Surviving is a day-by-day process, coping and living with depression is one of the hardest ways to go through life but it can also turn you into the person you need to be. Don’t isolate yourself from the people that care enough to help you, talk to them. Let them into your world and your daily battle, you may find they are able to help more than you might have believed.
A man once told me that, when you take your own life the pain doesn’t die with you, it passes on to the ones you left behind and they are the ones that will carry it around after your gone.

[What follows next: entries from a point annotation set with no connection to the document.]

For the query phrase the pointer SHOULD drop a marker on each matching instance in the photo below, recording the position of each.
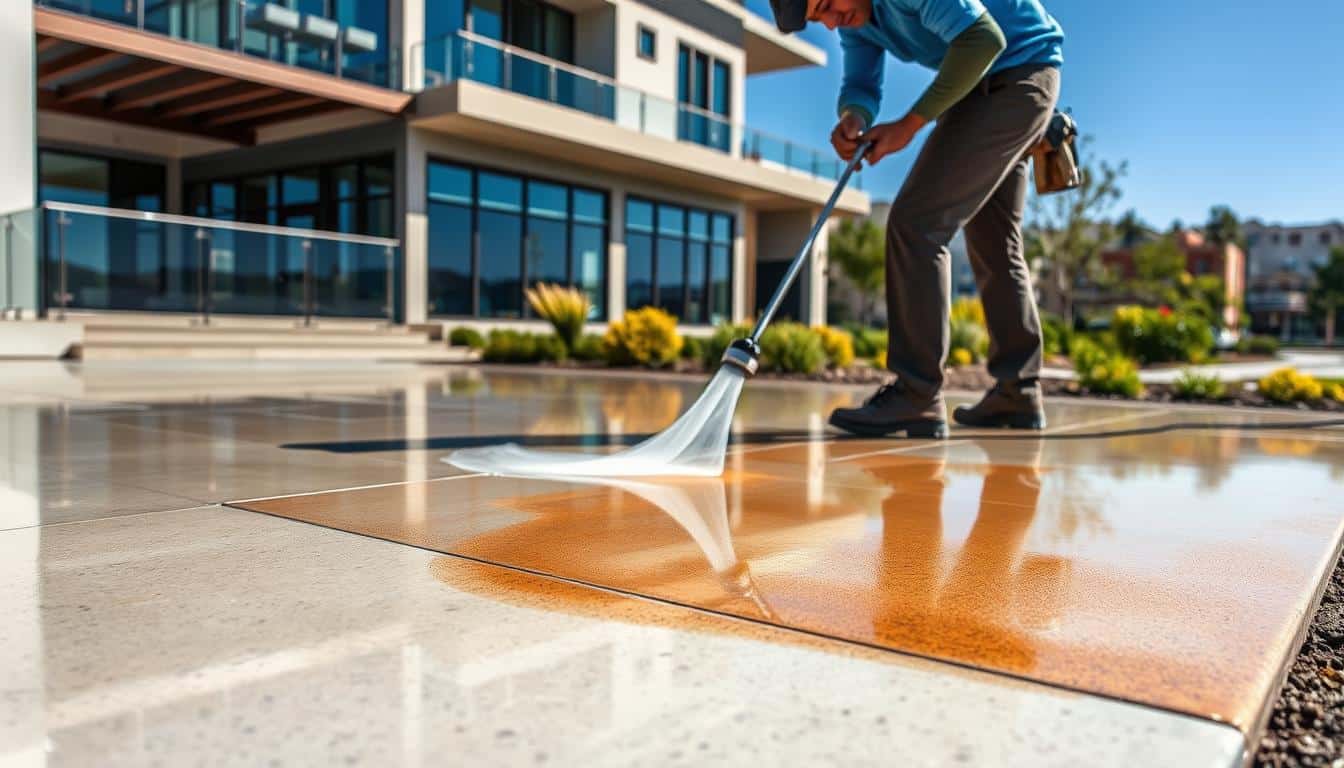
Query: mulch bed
(976, 378)
(1307, 725)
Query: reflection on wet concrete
(1101, 565)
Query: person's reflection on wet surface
(993, 596)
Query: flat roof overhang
(503, 119)
(118, 73)
(770, 50)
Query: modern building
(422, 160)
(1281, 262)
(1202, 257)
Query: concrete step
(108, 335)
(202, 351)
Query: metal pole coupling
(743, 354)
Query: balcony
(467, 57)
(90, 257)
(269, 31)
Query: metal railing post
(242, 23)
(203, 275)
(8, 269)
(62, 293)
(308, 283)
(390, 258)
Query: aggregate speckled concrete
(139, 631)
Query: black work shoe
(894, 408)
(1008, 404)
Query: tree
(859, 249)
(1067, 230)
(1327, 296)
(1130, 229)
(1223, 227)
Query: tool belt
(1055, 156)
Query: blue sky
(1234, 102)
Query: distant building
(1281, 262)
(962, 276)
(1202, 257)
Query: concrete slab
(242, 639)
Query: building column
(743, 265)
(410, 32)
(815, 288)
(415, 229)
(616, 257)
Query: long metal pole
(807, 246)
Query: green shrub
(1105, 371)
(589, 347)
(1258, 346)
(692, 347)
(718, 343)
(793, 349)
(837, 344)
(1161, 336)
(464, 336)
(510, 347)
(563, 307)
(1288, 385)
(868, 342)
(1194, 385)
(1055, 334)
(969, 335)
(645, 336)
(968, 308)
(551, 349)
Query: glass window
(671, 219)
(500, 262)
(648, 43)
(299, 187)
(639, 269)
(588, 258)
(722, 88)
(589, 206)
(546, 250)
(639, 215)
(223, 201)
(500, 193)
(449, 183)
(346, 180)
(547, 199)
(449, 258)
(74, 179)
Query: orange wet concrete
(1172, 569)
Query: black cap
(789, 15)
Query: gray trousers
(972, 174)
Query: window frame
(640, 31)
(655, 236)
(526, 314)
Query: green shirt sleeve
(969, 57)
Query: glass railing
(269, 30)
(19, 292)
(464, 55)
(110, 258)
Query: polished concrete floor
(1124, 589)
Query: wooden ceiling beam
(74, 63)
(114, 80)
(164, 89)
(144, 117)
(273, 105)
(218, 98)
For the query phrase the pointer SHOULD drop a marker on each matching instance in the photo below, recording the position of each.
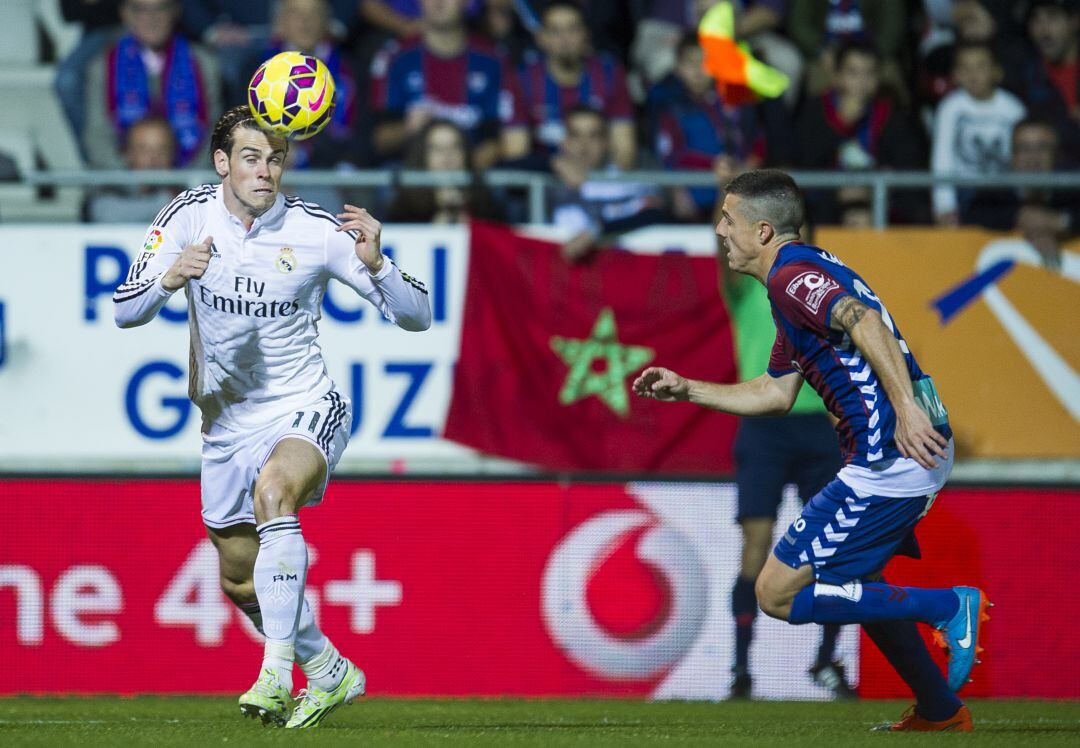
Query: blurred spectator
(501, 22)
(447, 73)
(305, 26)
(1051, 81)
(9, 170)
(569, 73)
(757, 22)
(442, 147)
(972, 22)
(591, 209)
(696, 130)
(1044, 217)
(149, 144)
(972, 127)
(150, 70)
(100, 24)
(819, 28)
(401, 18)
(234, 30)
(853, 127)
(611, 23)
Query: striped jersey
(253, 315)
(804, 284)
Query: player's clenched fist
(192, 262)
(661, 384)
(367, 238)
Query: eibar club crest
(286, 261)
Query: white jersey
(253, 314)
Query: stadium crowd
(579, 86)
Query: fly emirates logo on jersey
(247, 299)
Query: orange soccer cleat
(910, 721)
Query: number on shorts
(314, 420)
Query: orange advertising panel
(997, 328)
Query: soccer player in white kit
(255, 264)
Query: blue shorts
(848, 534)
(772, 452)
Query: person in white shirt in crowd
(972, 127)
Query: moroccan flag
(549, 352)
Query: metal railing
(537, 184)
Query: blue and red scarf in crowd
(181, 98)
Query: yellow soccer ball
(293, 94)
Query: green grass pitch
(198, 721)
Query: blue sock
(744, 609)
(871, 602)
(902, 646)
(826, 651)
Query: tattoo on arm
(847, 313)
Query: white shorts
(231, 461)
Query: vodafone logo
(809, 288)
(624, 596)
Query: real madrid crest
(286, 262)
(153, 239)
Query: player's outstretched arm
(915, 435)
(149, 284)
(764, 395)
(401, 298)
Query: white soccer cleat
(313, 704)
(267, 701)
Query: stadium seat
(40, 122)
(18, 35)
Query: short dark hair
(687, 41)
(1036, 121)
(855, 46)
(225, 131)
(154, 120)
(578, 109)
(416, 150)
(975, 45)
(771, 195)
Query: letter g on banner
(619, 561)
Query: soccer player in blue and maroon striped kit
(836, 334)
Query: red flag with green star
(549, 351)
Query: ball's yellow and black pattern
(293, 94)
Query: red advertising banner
(493, 588)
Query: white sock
(310, 641)
(326, 669)
(281, 570)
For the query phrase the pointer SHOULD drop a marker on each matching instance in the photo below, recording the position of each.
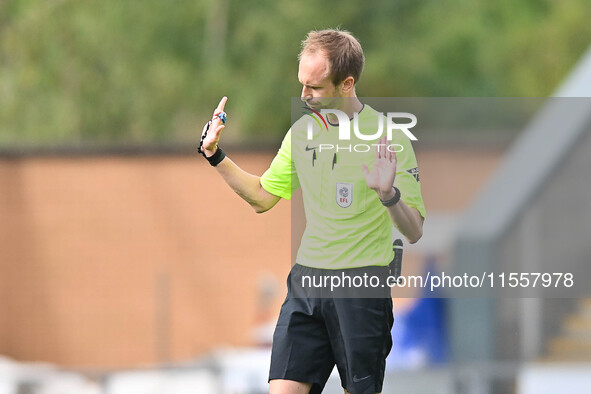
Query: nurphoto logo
(344, 125)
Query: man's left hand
(381, 177)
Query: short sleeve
(281, 177)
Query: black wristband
(217, 157)
(394, 200)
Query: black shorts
(315, 334)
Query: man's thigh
(301, 348)
(360, 334)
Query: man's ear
(348, 84)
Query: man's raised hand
(210, 143)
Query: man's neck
(351, 106)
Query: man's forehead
(313, 68)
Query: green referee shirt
(346, 225)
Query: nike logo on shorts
(357, 380)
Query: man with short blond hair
(351, 201)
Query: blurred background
(127, 266)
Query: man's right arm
(247, 186)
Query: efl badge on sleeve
(344, 194)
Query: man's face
(318, 88)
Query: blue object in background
(419, 334)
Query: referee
(351, 200)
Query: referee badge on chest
(344, 194)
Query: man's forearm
(247, 186)
(406, 219)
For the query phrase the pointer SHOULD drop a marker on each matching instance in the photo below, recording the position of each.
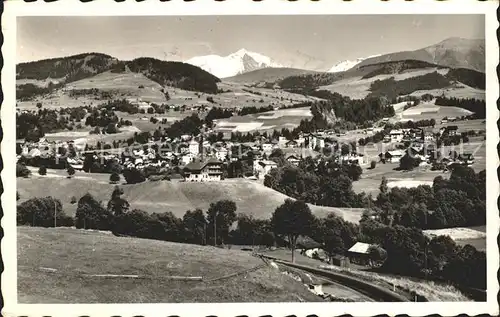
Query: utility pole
(55, 215)
(215, 229)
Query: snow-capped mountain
(348, 64)
(236, 63)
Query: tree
(133, 176)
(194, 225)
(336, 234)
(41, 211)
(22, 170)
(408, 162)
(114, 178)
(42, 170)
(292, 219)
(377, 255)
(71, 171)
(90, 214)
(117, 205)
(221, 216)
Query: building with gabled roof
(207, 171)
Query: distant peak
(241, 51)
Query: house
(392, 156)
(359, 253)
(207, 171)
(267, 147)
(316, 140)
(291, 144)
(451, 130)
(187, 158)
(292, 159)
(429, 136)
(282, 141)
(467, 158)
(194, 147)
(396, 135)
(221, 154)
(263, 167)
(352, 158)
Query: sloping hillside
(68, 69)
(250, 197)
(269, 74)
(452, 52)
(43, 77)
(60, 266)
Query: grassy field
(475, 236)
(371, 178)
(265, 121)
(404, 285)
(358, 88)
(251, 197)
(126, 85)
(268, 74)
(56, 266)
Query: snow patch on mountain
(233, 64)
(348, 64)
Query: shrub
(40, 212)
(90, 214)
(133, 176)
(22, 170)
(71, 171)
(42, 170)
(114, 178)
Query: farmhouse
(293, 160)
(267, 147)
(392, 156)
(262, 168)
(208, 171)
(221, 154)
(291, 144)
(359, 253)
(194, 147)
(352, 158)
(396, 135)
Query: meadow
(251, 197)
(63, 265)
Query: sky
(299, 41)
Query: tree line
(457, 202)
(406, 251)
(471, 104)
(325, 183)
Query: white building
(267, 147)
(221, 154)
(208, 171)
(394, 156)
(187, 158)
(396, 135)
(194, 147)
(262, 168)
(293, 160)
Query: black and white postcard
(252, 158)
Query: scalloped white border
(268, 7)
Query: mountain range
(233, 64)
(452, 52)
(348, 64)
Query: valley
(240, 150)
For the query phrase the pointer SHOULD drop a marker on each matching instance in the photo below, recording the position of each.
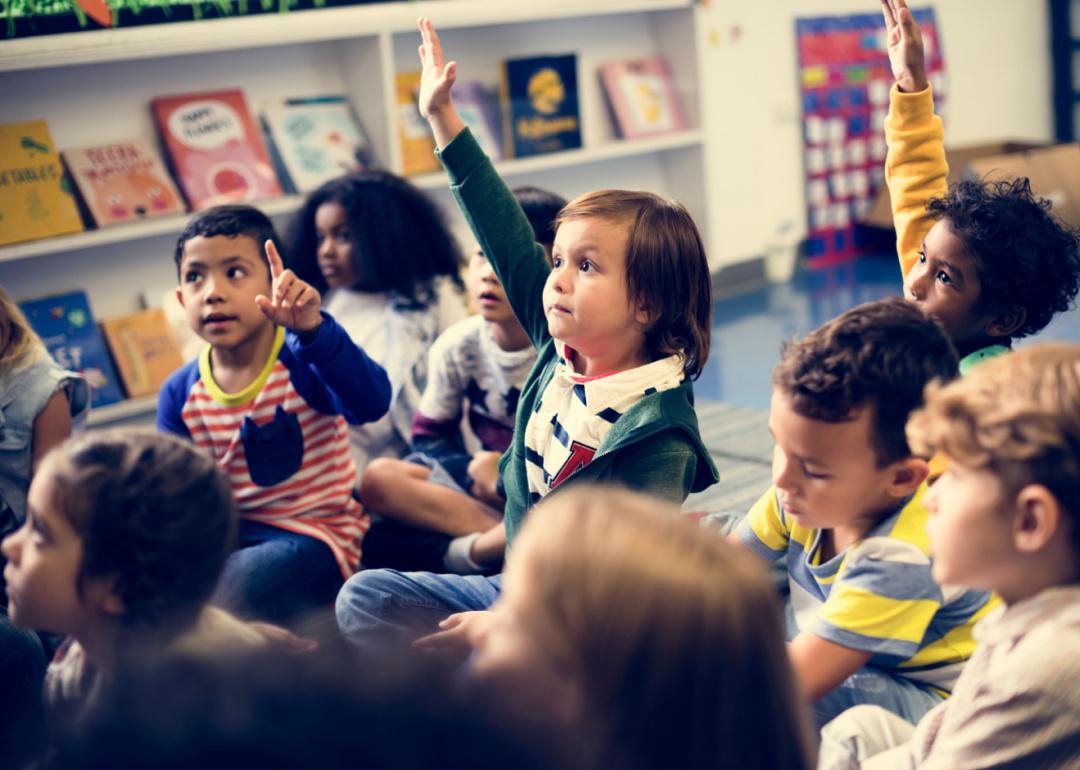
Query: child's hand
(295, 304)
(905, 46)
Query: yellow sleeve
(915, 169)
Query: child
(123, 542)
(869, 622)
(478, 365)
(620, 320)
(271, 407)
(987, 260)
(1003, 518)
(651, 635)
(388, 265)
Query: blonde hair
(675, 635)
(18, 342)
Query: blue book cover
(541, 96)
(67, 327)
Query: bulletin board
(845, 80)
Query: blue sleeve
(335, 376)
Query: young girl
(620, 320)
(388, 267)
(663, 642)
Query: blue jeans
(278, 576)
(382, 609)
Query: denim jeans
(382, 609)
(278, 576)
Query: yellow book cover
(145, 350)
(36, 198)
(418, 145)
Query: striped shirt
(877, 595)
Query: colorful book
(418, 145)
(314, 139)
(122, 181)
(215, 148)
(144, 349)
(540, 96)
(36, 198)
(642, 97)
(67, 327)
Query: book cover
(540, 96)
(418, 145)
(67, 327)
(215, 148)
(122, 180)
(642, 97)
(36, 199)
(314, 139)
(478, 108)
(144, 349)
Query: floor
(748, 328)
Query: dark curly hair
(153, 512)
(1027, 259)
(396, 231)
(882, 354)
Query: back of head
(230, 221)
(666, 269)
(154, 513)
(675, 634)
(879, 354)
(400, 239)
(1027, 259)
(1017, 416)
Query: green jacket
(655, 446)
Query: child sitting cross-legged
(1003, 518)
(868, 623)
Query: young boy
(1003, 518)
(269, 400)
(869, 624)
(987, 260)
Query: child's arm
(915, 166)
(490, 208)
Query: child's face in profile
(219, 279)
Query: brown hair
(675, 635)
(879, 354)
(666, 270)
(1016, 416)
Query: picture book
(314, 139)
(418, 145)
(36, 199)
(215, 148)
(144, 350)
(67, 327)
(642, 97)
(540, 111)
(122, 180)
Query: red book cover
(215, 147)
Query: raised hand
(293, 304)
(905, 46)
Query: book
(540, 96)
(36, 199)
(418, 145)
(215, 148)
(478, 108)
(66, 326)
(122, 180)
(313, 139)
(642, 97)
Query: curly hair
(400, 238)
(1027, 259)
(880, 354)
(152, 511)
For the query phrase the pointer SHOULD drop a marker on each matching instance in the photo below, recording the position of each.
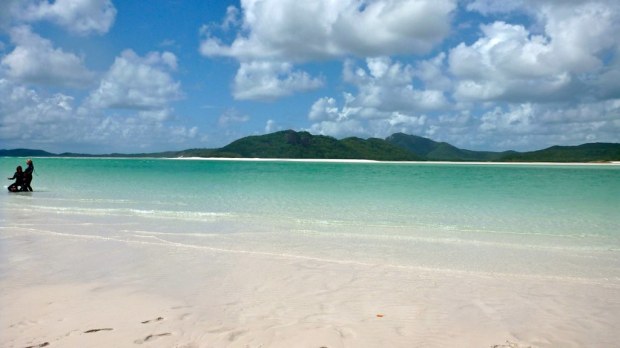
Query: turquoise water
(504, 220)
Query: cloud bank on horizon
(104, 76)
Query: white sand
(55, 288)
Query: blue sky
(105, 76)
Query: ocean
(498, 220)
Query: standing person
(19, 180)
(28, 175)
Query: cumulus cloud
(272, 35)
(81, 17)
(57, 121)
(303, 30)
(386, 100)
(231, 117)
(511, 63)
(35, 60)
(140, 83)
(269, 80)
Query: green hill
(440, 151)
(593, 152)
(396, 147)
(291, 144)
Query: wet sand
(75, 290)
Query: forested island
(291, 144)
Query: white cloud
(78, 16)
(135, 82)
(8, 8)
(273, 34)
(56, 122)
(35, 60)
(387, 86)
(270, 80)
(510, 63)
(294, 30)
(232, 117)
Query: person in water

I believe his theory was right. A story doesn’t end because a character dies. The story continues even after their gone. New characters come to life and old characters spend their days mourning their fallen kin wondering if there was anything they might have done differently. If you don’t feel like you can reach out to those closest to you, call a hotline it’s usually anonymous and it’s free. Anything has to be better than letting your depression get the better of you.
Born and raised in Toronto, E. V. Hutcheon studied journalism at St Lawrence College in Cornwall Ontario.
She currently lives in Toronto with her family, three dogs and a rabbit, near the Humber River.
A lot of young people today have a lot of mental issues. The more the years go by the more you see that society cannot handle the problems of life and very very big problems are coming and so there may be plenty of suicides because they wont be able to handle it.
Excellent article. I don’t usually like articles by E.V. Hutcheon. But this one hits it on the head. Depression is not easy to deal with at any age. Having gone through it a few times I can attest you always have to watch your back in case you find yourself slipping again.
I have some advice for the young people – get out there and do volunteer work. Go to the hospitals, etc. and you will see that your problems are small compared to others. A woman who works with my daughter is losing her sister to cancer in the hospital and we hugged one another and cried on my daughters job. I am crying just now. I almost lost my husband as well this year. Get out there.
Hugger there is depression in my family and I have been lucky not to be affected by it. I am wacky enough as is but I don’t let things bother me much. Depression is usually inherited from one generation after another and many suffer from this disease. It is best to shut off as much of the bad news and look elsewhere. You and I would be in similar age group and make changes.
Jules, I don’t disagree with you about trying to shut out the bad however, you need understand that just because one may volunteer that doesn’t mean that the good will always cancel out the bad. Your mind is a prison when depression is on the rise. You could be filling your time with the activities that usually bring you the most joy and still feel lost and hopeless.
I know many people who suffer from depression who are constantly belittled by those without. I mentioned those who don’t suffer from depression will never fully grasp the severity of it. Often those with it will smile the widest hiding how we feel because we don’t feel as though people care; the reasoning is because quite often those without often tell us: that there are worse things out there.
Emily depression is mighty dangerous and I worked with a woman who suffered from this condition in the federal government and she was so heavily medicated that I cannot begin to describe her and she was in her mid 50s when I worked with her and her dad had that disease and passed it on to her. Her sister was ok but she got that disease from birth. You wouldn’t believe the meds that Merle was on.
Emily those who hurt others get it back. My supervisor who made fun of Merle had a severe heart attack and couldn’t work anymore. What goes around comes around. People don’t understand about depression nor any kind of mental illness and it is something that is not on the surface that you can try and treat and people do suffer inside.